BEAT THE SPRING BUTTERFAT DIP
Dairy farmers looking to counter the seasonal dip in milk butterfat level immediately after turnout should concentrate on improving the feed fat profile of the milking cow ration and effective rumen buffering.
That’s the advice from ruminant nutritionist Jacob Lakin from Azelis Animal Nutrition, who says that, typically, a herd average winter ration-based milk butterfat percentage of 4.05% in late March or early April can easily dip by 0.3 percentage points to 3.75% in May after turnout. On some farms the butterfat dip may be even greater after turnout.
“If your milk buyer pays a premium for butterfat in the spring, it’s important that you counter this traditional seasonal dip by fine-tuning the lactating cow ration,” he says.
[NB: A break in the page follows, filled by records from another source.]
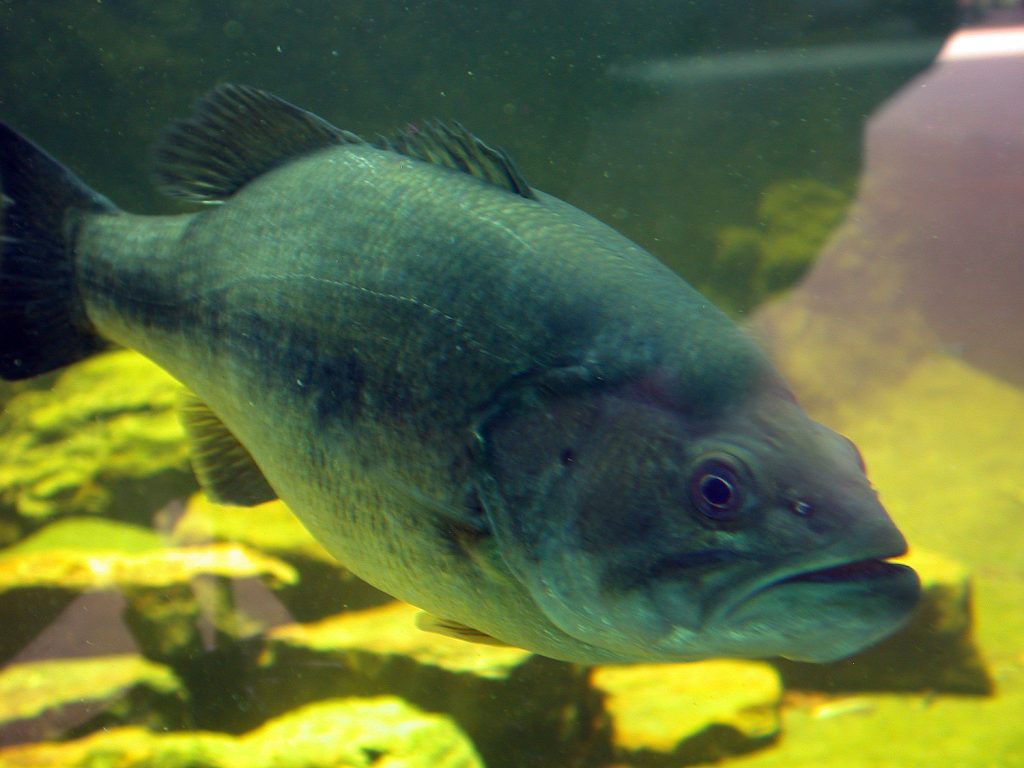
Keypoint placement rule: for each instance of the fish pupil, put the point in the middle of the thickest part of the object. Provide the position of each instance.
(716, 491)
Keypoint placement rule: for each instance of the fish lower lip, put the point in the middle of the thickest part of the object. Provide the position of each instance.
(859, 570)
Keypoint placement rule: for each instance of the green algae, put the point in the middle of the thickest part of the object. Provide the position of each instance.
(509, 700)
(104, 439)
(323, 587)
(666, 715)
(381, 732)
(102, 691)
(87, 534)
(753, 263)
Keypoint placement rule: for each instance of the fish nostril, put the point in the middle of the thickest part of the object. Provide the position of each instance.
(802, 508)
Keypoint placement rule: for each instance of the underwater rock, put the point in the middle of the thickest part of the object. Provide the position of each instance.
(511, 702)
(681, 714)
(934, 652)
(104, 439)
(355, 733)
(164, 588)
(323, 588)
(27, 611)
(59, 698)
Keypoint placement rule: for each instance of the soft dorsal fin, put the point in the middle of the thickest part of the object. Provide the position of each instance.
(238, 133)
(430, 623)
(451, 145)
(224, 467)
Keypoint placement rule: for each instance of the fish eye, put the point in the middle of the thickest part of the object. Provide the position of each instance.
(715, 489)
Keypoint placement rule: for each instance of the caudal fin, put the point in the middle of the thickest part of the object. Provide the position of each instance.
(43, 325)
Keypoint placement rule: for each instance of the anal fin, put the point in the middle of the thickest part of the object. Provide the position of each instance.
(449, 628)
(224, 467)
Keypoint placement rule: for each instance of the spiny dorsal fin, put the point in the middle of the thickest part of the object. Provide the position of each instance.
(224, 467)
(430, 623)
(454, 146)
(238, 133)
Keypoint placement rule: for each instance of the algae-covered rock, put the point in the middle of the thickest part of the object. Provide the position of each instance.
(935, 651)
(56, 698)
(103, 439)
(323, 588)
(38, 580)
(26, 610)
(511, 702)
(672, 715)
(78, 570)
(345, 733)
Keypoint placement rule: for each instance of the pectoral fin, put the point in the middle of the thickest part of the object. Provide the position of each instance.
(224, 467)
(429, 623)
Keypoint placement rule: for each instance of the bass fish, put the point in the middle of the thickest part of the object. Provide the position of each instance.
(477, 397)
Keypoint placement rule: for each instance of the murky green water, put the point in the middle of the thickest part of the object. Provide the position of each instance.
(812, 170)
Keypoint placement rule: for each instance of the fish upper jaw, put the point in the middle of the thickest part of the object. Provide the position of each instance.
(861, 555)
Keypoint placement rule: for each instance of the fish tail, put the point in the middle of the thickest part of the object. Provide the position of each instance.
(43, 324)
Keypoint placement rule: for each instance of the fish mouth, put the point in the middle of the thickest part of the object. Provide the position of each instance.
(857, 570)
(866, 574)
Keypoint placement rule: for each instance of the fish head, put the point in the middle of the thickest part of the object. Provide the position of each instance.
(655, 534)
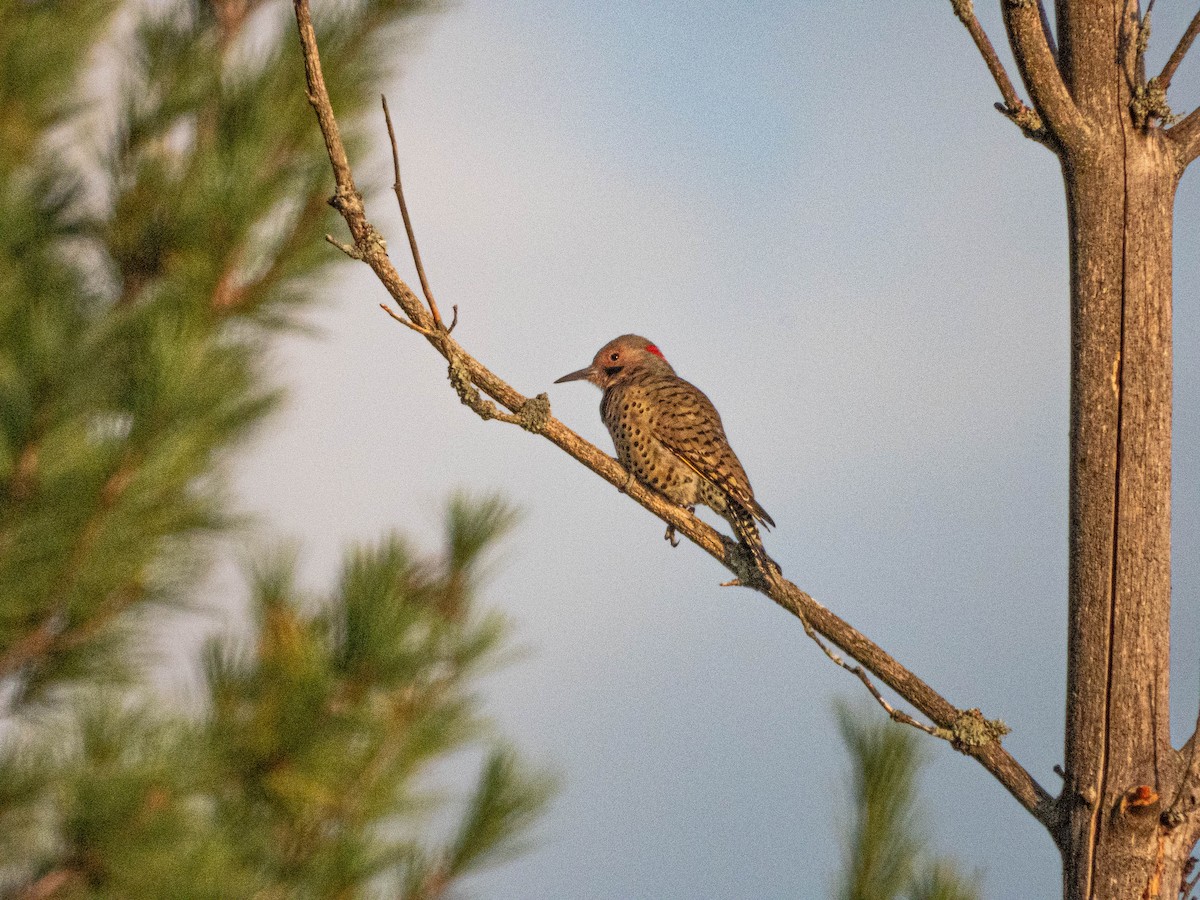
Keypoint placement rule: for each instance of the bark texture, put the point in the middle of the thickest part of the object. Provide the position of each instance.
(1129, 813)
(1120, 833)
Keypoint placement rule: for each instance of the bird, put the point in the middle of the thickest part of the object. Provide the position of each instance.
(670, 438)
For producers needing optimum butterfat production at grass, Mr Lakin recommends improving the fat profile of the ration. “Butterfat uplifts of 0.3% have been reported – enough to offset the traditional turnout dip – when a high C16 protected fat product is included within the ration. When milk contracts are looking for butterfat, this is certainly cost-effective. This time of year can also be detrimental for cow condition, so using a protected fat product containing a good C18:1 content may also be a worthwhile idea. This would help to achieve a happy medium between butterfat production and cow condition,” he says.
Mr Lakin explains that once cows move onto lush green grass, the long fibre content of the ration drops. At the same time, the high sugar content of freshly grazed spring grass makes the rumen more acidic and both these factors combine to reduce milk butterfat level.
“Failure to maintain optimum rumen pH in cows at grass is a major drag on performance,” he says. “The rumen works at optimum efficiency when the pH level remains steady over time in the range 6.0-6.5. Any variation in this range will reduce the activity of the rumen microbial population, particularly those responsible for fibre breakdown and butterfat production will be adversely affected.”
Mr Lakin suggests producers talk to their nutritional adviser about the buffering capacity of the whole ration and to consider supplementing early summer grazing diets with an effective rumen buffer, if required.